Student Production Workshop

Celebrating 20 Years of Education: Dimitri Normil


This year, Education at Roundabout celebrates its 20th Anniversary. Since 1996, Education at Roundabout has served as a national leader in arts education, using theatrical disciplines to create responsive programming that serves students, educators, early career professionals, and audiences. To celebrate this milestone, we asked members of the Education at Roundabout community to reflect on how Roundabout’s programs have impacted their lives.

Below, Dimitri Normil, a member of Roundabout’s after school program, Student Production Workshop (SPW) reflects on his journey into costume design.

Dimitri working on SPW costumes with a Roundabout Teaching Artist.

My name is Dimitri Normil and I’m a member of the Student Production Workshop ensemble.

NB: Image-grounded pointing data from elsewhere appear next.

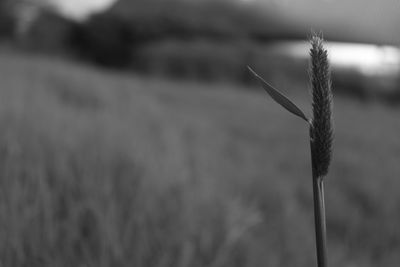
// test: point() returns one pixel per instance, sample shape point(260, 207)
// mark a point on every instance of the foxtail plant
point(321, 133)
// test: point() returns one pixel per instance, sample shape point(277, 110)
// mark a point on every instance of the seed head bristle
point(321, 129)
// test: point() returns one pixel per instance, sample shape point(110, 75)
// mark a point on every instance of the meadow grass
point(109, 169)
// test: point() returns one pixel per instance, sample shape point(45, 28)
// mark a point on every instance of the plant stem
point(319, 214)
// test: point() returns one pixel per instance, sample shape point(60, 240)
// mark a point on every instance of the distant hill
point(221, 18)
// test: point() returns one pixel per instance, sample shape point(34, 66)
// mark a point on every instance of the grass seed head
point(321, 130)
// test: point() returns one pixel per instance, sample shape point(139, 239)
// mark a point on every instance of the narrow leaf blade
point(280, 98)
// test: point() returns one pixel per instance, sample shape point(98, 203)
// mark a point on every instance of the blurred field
point(105, 169)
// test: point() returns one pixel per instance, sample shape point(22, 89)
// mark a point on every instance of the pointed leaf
point(279, 97)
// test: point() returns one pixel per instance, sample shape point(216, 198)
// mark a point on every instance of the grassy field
point(109, 169)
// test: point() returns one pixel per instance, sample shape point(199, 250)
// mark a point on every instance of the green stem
point(319, 215)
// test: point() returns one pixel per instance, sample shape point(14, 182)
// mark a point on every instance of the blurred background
point(132, 133)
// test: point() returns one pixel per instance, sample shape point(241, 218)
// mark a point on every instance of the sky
point(80, 8)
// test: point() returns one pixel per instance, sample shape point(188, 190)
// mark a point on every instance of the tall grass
point(321, 133)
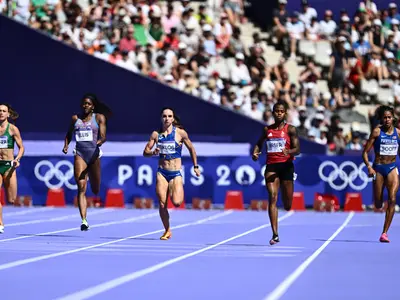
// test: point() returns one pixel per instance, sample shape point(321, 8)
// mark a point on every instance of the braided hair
point(381, 111)
point(99, 107)
point(13, 114)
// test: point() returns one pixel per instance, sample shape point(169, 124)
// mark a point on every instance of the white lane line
point(129, 220)
point(281, 289)
point(38, 221)
point(31, 210)
point(57, 254)
point(108, 285)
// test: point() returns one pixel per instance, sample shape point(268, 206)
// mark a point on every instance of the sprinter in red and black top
point(282, 145)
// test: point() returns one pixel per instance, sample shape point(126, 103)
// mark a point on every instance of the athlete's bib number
point(3, 142)
point(388, 149)
point(275, 146)
point(84, 136)
point(167, 147)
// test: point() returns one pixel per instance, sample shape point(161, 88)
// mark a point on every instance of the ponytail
point(99, 107)
point(13, 114)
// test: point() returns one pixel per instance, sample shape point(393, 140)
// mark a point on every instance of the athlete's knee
point(95, 190)
point(287, 205)
point(392, 202)
point(162, 204)
point(81, 186)
point(273, 196)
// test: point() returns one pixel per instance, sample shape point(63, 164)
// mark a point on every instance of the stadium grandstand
point(331, 69)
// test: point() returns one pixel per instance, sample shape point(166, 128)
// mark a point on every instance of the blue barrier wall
point(136, 177)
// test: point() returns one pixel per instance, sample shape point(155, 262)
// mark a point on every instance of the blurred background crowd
point(332, 71)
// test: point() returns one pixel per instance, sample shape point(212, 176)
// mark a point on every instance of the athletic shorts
point(284, 171)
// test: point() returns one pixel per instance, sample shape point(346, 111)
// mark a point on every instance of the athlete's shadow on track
point(346, 241)
point(48, 235)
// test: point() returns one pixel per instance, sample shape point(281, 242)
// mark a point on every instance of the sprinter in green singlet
point(9, 135)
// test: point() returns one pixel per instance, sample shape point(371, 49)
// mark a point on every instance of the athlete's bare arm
point(372, 137)
point(68, 136)
point(150, 144)
point(188, 143)
point(18, 140)
point(259, 145)
point(294, 141)
point(101, 120)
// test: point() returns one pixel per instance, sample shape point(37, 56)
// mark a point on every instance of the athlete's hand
point(156, 151)
point(197, 172)
point(371, 172)
point(15, 164)
point(255, 156)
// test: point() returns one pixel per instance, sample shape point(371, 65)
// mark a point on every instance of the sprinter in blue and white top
point(90, 133)
point(385, 140)
point(168, 141)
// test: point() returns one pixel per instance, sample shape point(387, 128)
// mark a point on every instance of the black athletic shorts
point(284, 171)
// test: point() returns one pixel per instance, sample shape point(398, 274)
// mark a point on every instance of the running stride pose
point(168, 141)
point(282, 145)
point(385, 140)
point(90, 133)
point(9, 135)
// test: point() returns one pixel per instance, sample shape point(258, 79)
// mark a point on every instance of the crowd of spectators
point(181, 46)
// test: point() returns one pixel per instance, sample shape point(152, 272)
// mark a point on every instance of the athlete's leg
point(287, 188)
point(272, 182)
point(378, 187)
point(177, 192)
point(1, 209)
point(10, 185)
point(392, 184)
point(81, 174)
point(95, 176)
point(162, 195)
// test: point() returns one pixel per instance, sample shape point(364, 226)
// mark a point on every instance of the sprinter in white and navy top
point(89, 127)
point(169, 141)
point(385, 141)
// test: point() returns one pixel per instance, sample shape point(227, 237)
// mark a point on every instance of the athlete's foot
point(84, 225)
point(384, 238)
point(166, 236)
point(274, 240)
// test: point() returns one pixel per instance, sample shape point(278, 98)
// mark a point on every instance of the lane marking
point(281, 289)
point(108, 285)
point(57, 254)
point(76, 228)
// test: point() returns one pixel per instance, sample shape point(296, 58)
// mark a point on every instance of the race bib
point(3, 142)
point(389, 149)
point(84, 136)
point(167, 147)
point(276, 145)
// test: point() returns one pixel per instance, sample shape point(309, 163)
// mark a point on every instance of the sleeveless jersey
point(86, 133)
point(277, 140)
point(7, 140)
point(387, 144)
point(169, 148)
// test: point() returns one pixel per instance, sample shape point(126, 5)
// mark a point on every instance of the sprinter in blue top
point(89, 128)
point(385, 140)
point(169, 141)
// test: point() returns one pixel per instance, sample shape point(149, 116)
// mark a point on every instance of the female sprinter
point(90, 133)
point(9, 135)
point(168, 141)
point(282, 145)
point(385, 140)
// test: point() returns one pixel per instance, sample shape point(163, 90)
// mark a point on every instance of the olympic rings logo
point(54, 171)
point(347, 178)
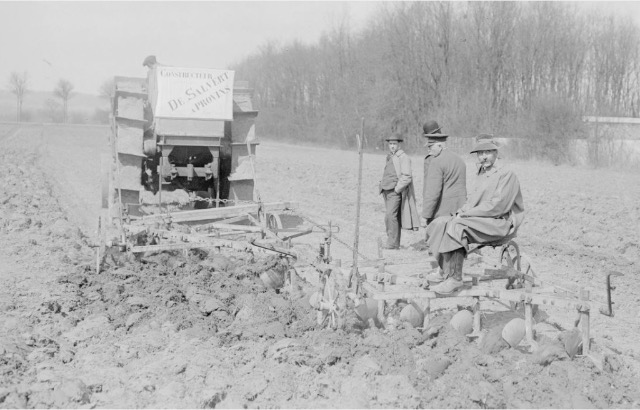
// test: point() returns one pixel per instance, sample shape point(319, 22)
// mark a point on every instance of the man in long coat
point(445, 177)
point(396, 187)
point(493, 212)
point(445, 181)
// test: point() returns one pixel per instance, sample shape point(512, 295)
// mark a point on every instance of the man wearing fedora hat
point(396, 187)
point(492, 214)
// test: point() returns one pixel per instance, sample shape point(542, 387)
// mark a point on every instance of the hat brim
point(484, 146)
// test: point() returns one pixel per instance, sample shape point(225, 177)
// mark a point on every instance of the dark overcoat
point(493, 212)
point(445, 184)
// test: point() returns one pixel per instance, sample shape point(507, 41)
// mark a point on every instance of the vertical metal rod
point(354, 269)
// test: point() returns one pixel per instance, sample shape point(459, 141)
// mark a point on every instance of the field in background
point(83, 108)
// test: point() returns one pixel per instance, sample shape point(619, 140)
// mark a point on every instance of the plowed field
point(201, 330)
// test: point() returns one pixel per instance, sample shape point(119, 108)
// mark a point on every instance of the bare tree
point(18, 84)
point(53, 109)
point(63, 91)
point(107, 89)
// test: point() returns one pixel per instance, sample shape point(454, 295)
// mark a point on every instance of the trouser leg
point(392, 217)
point(453, 262)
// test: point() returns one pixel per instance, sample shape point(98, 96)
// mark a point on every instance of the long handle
point(354, 268)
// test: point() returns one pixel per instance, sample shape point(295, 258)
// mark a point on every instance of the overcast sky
point(90, 42)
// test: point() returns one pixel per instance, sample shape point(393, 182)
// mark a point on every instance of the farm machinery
point(181, 170)
point(181, 175)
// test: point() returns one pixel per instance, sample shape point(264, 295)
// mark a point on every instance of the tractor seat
point(500, 242)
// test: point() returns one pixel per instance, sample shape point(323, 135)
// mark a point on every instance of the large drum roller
point(182, 138)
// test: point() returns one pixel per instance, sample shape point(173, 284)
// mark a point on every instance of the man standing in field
point(397, 190)
point(493, 212)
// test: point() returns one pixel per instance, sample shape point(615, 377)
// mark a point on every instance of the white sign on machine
point(198, 93)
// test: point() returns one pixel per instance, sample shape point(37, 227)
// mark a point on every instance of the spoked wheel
point(274, 222)
point(510, 255)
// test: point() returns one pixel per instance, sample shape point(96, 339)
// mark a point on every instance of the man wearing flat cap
point(397, 190)
point(492, 213)
point(445, 176)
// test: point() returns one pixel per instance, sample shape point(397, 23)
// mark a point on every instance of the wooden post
point(427, 314)
point(584, 323)
point(528, 316)
point(381, 303)
point(476, 315)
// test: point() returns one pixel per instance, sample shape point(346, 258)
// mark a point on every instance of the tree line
point(18, 84)
point(517, 69)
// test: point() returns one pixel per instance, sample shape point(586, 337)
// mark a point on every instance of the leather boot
point(456, 261)
point(453, 271)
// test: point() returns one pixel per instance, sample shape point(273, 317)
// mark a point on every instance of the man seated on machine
point(491, 215)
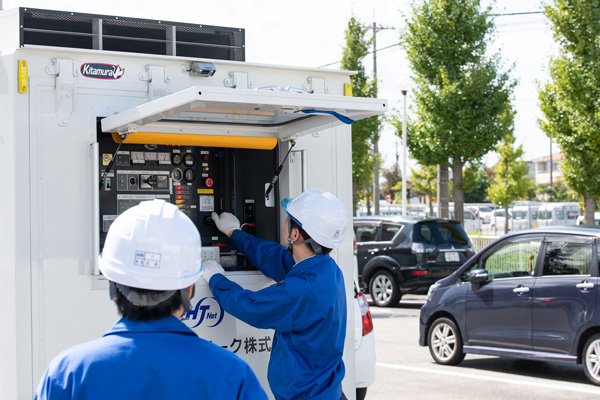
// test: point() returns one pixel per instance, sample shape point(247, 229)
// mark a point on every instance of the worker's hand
point(211, 267)
point(226, 222)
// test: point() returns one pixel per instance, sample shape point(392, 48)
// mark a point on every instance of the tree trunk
point(443, 191)
point(589, 207)
point(430, 197)
point(458, 192)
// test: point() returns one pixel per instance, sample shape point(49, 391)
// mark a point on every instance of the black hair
point(306, 236)
point(164, 309)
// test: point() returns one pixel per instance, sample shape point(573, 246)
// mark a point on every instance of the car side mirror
point(477, 278)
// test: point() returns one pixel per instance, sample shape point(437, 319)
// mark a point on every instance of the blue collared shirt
point(161, 359)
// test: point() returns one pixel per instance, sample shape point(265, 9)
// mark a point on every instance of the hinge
point(238, 80)
point(315, 86)
point(157, 81)
point(64, 90)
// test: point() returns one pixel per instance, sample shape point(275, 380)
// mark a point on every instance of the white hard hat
point(152, 246)
point(320, 214)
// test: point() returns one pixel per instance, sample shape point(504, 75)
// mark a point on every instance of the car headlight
point(432, 290)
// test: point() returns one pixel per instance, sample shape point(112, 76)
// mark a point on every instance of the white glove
point(226, 222)
point(211, 267)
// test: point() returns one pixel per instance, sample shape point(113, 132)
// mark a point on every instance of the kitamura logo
point(102, 71)
point(207, 310)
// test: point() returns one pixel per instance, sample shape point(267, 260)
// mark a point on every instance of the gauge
point(137, 157)
point(190, 175)
point(176, 175)
point(176, 159)
point(189, 159)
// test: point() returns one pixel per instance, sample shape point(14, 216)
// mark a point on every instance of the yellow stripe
point(181, 139)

When I first joined SPW, I was extremely nervous because it was my first-time interviewing/auditioning for something. First, I had a great interview for the Tech/Design track with Teaching Artist Theresa. Then I auditioned for the Performance track. I had only learned about SPW the night before, and in my mind, auditioning for something on such short notice seemed scary. But the atmosphere at SPW was so warm and welcoming that I felt like I could do it with no problems. After my interview and audition I was proud of myself, and that feeling grew even more when I was accepted in the Tech/Design track.

The past two years I’ve spent in SPW have been nothing but great. I’ve made some great friends and got the chance to see some amazing shows. So far, my favorites were Love, Love, Love and Therese Raquin. I’ve learned so much about technical design from Theresa and the other Teaching Artists who come in and lead workshops about costumes, set, sound, and lighting design. The Teaching Artists push you to take risks, which isn’t hard in SPW’s comfortable environment.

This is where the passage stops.